Winkowski also said David Murphy, who has been the acting assistant commissioner of field operations for the past six months, will retire at the end of September. Murphy also has 30 years under his belt at the agency. He previously headed CBP’s regional field office in Chicago for several years.
Gina said one of his goals each day is to inspire other people. “Maybe I’ve inspired Dave to retire as well,” he joked.

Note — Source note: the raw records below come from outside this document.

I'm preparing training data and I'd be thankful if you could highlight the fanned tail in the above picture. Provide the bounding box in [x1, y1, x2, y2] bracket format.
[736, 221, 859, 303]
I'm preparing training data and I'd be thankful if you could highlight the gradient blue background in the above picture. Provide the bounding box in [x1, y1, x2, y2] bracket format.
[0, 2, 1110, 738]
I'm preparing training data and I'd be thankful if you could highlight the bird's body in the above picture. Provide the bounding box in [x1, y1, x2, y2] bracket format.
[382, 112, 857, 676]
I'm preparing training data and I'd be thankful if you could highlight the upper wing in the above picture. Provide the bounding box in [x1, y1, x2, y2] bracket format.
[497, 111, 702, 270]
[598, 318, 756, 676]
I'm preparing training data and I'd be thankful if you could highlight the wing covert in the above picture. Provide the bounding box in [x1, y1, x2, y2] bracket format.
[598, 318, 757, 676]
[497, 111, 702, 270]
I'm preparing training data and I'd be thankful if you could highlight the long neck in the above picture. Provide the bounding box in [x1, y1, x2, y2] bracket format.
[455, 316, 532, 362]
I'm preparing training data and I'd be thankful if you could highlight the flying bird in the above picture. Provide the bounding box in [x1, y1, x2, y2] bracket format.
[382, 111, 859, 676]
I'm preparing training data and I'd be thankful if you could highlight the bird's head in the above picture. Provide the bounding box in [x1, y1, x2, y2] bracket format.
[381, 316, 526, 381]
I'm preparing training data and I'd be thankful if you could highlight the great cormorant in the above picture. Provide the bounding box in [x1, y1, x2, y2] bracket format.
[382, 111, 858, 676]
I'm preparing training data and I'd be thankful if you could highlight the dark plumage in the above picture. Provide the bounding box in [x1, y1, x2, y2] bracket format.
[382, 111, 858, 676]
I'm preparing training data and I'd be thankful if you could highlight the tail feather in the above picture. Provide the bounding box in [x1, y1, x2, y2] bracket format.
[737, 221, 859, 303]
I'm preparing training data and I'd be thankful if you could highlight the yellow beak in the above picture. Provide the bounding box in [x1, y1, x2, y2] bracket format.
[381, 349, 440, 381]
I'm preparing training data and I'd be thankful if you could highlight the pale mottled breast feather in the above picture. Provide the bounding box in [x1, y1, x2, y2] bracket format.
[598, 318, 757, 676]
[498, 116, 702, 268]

In other news, Cynthia Whittenberg has been named the executive director of trade policy and programs. John Leonard, the acting executive director who took over last year when Brenda Smith went to lead the Automated Commercial Environment (ACE) Business Office following the departure of Cindy Allen to the private sector, will become the Customs attaché in Singapore. Customs attachés serve as the liaison with host government officials on trade and security matters, and also assist U.S. companies with any customs-related issues. Whittenberg has worked on the ACE development team for the past year. Before that she was director of trade facilitation and administration in the Office of International Trade.
Elena Ryan, who has been in charge of CBP’s effort to rewrite antiquated regulations governing customs brokers, was named director of the Centers of Excellence and Expertise transition team. She will be responsible for realigning CBP resources and staff to operate the 10 new offices set up as part of the agency’s initiative to reduce red tape for cross-border transactions.
Heather Sykes will become the project manager for the role-of-the-broker initiative.
The departures of Gina and Murphy are a significant loss for the agency because of their institutional knowledge and expertise. Gina, in particular, is well regarded as a progressive civil servant who is willing to rethink how the government operates to make life easier for the businesses it regulates.
Several other significant officials have left CBP in the past year.
Acting Commissioner David Aguilar retired in April after 15 months at the helm, during which time he helped maintain momentum for the agency’s trade transformation initiative.
Jeremy Baskin retired June 1 after a long career at legacy Customs and CBP. He was the senior advisor to the executive director of Regulations and Rulings. He was a trusted liaison to the trade community on compliance issues and played significant roles in CBP’s Fines, Penalties and Forfeitures program, the development of ACE, and the bond and entry programs.
A year ago, Cindy Allen, the head of the ACE Business Office, returned to the private sector after helping put the troubled program back on its feet.
Industry officials worry that CBP is not recruiting enough talented people in the lower ranks to eventually move up and replace others who are promoted.